À l’intersection de l’architecture et de la politique

Mardi soir, lors du café des Z’A à la MAQ, nous avons lancé la conversation : comment les architectes devraient-ils contribuer à la politique? 

«C’est clair qu’il faut que l’architecte s’implique en politique,» affirme Anna Nunes, une des seules architectes à siéger à l’hôtel de ville de Montréal entre 2005 et 2013.

Bien que ce soit son implication bénévole, et non sa profession d’architecture qui l’ait propulsée en politique, Nunes dit qu’elle voit la ville avant tout comme une réalité physique, bâtie et donc architecturale. Elle arrivait donc avec un bagage de connaissances plutôt rare à l’hôtel de ville, où la majorité des élus ont peu d’expérience concrète en matière de construction, d’urbanisme, ou même de gestion de projet ou de budgets.

L’architecte a-t-il alors le profil à la fois gestionnaire et visionnaire que nous souhaiterons retrouver dans nos élus?

Selon Daniel Quirion, architecte sherbrookois impliqué à la Chambre de commerce, ainsi que dans plusieurs autres organismes locaux, la formation d’architecte serait une bonne classe préparatoire à l’hôtel de ville. Tous ceux qui passent par l’école de l’architecture ont subi des sessions de critique intenses : «on est démoli et on se reconstruit,» raconte-t-il.
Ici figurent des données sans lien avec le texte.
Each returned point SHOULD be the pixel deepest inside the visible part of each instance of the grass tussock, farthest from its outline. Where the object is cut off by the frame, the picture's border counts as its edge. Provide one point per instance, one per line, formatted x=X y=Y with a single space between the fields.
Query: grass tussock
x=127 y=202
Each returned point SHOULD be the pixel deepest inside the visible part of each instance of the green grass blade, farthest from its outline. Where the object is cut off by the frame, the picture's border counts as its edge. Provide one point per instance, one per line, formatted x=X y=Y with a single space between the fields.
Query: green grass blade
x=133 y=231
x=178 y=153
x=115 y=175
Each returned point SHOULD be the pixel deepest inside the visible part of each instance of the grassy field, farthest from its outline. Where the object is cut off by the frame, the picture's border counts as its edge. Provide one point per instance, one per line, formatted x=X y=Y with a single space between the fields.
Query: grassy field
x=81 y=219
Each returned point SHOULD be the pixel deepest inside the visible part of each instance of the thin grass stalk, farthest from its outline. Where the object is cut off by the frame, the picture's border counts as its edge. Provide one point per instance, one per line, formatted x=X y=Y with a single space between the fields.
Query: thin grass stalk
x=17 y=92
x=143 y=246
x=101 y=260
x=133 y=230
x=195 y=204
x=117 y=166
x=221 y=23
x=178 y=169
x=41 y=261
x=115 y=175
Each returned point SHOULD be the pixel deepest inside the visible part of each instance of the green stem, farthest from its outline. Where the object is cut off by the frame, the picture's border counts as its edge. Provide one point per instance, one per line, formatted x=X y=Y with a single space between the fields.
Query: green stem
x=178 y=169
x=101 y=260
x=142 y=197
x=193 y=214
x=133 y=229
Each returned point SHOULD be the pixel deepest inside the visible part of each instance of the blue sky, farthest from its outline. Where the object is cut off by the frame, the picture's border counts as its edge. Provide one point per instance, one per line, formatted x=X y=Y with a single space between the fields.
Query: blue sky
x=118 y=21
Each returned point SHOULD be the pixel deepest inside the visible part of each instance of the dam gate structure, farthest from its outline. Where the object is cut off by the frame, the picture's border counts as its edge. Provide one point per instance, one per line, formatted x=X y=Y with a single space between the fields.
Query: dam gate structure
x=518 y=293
Ceux qui survivent à ce rite apprennent à continuellement justifier leurs choix et deviennent des adeptes à la fois du compromis et du rassemblement.

«L’architecte a comme devoir de répondre au client, mais d’être conséquent par rapport à la société,» dit-il.
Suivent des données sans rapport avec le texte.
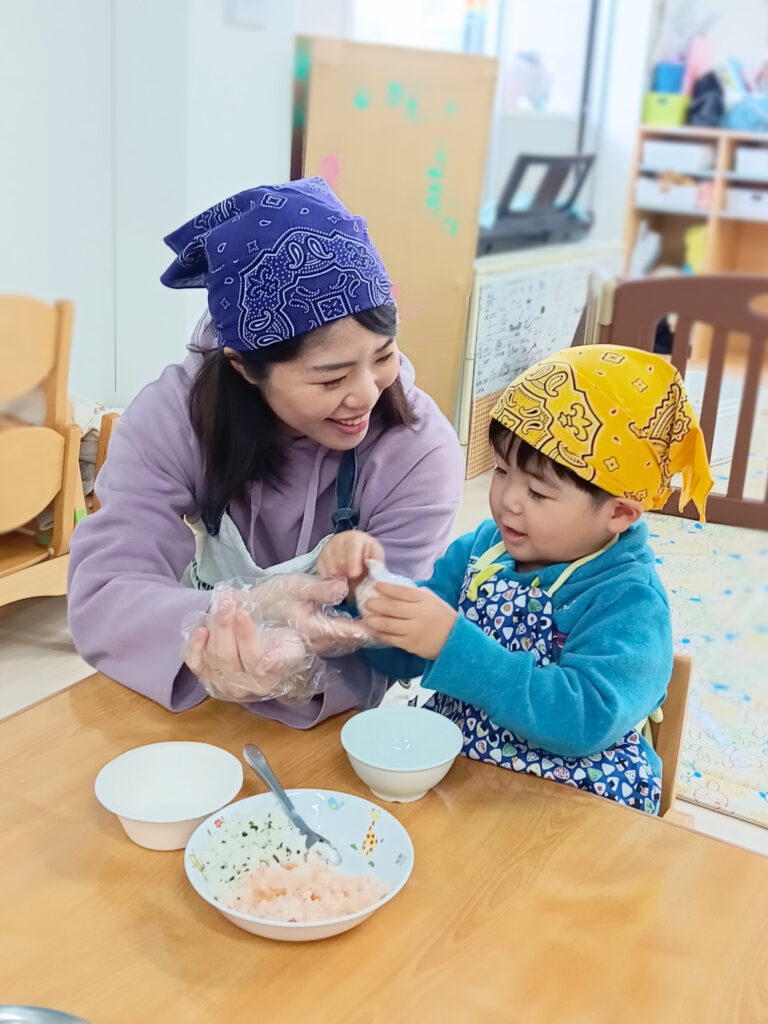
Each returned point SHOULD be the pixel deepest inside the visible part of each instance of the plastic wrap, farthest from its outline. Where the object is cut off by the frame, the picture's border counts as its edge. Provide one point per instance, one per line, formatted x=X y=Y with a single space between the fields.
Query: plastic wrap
x=267 y=640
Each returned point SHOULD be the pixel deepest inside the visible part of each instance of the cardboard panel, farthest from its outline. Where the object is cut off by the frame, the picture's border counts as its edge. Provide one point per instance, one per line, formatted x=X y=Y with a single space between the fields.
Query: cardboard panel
x=401 y=136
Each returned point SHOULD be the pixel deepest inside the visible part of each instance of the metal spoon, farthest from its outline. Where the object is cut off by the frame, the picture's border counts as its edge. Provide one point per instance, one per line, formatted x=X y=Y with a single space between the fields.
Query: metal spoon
x=260 y=765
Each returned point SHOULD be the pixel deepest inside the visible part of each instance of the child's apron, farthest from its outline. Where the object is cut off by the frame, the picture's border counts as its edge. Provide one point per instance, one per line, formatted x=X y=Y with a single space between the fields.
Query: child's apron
x=520 y=617
x=220 y=553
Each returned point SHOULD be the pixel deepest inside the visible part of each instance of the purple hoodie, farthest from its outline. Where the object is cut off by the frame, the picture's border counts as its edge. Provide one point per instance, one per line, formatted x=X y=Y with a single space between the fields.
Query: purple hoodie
x=125 y=602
N’est-ce pas, dans un sens, ce qu’on cherche dans nos élus municipaux?

Entre l’altruisme et le désintéressement

Les architectes doivent travailler pour le bien commun, croit Owen Rose. Il joue lui-même un rôle dans la société civile en tant que membre du Centre d’écologie urbaine et de Mont-Royal Avenue Verte, mais il garde ses distances par rapport à la politique partisane. Quand certains membres de Mont-Royal Avenue Verte ont lancé Projet Montréal, il a préféré conserver sa neutralité.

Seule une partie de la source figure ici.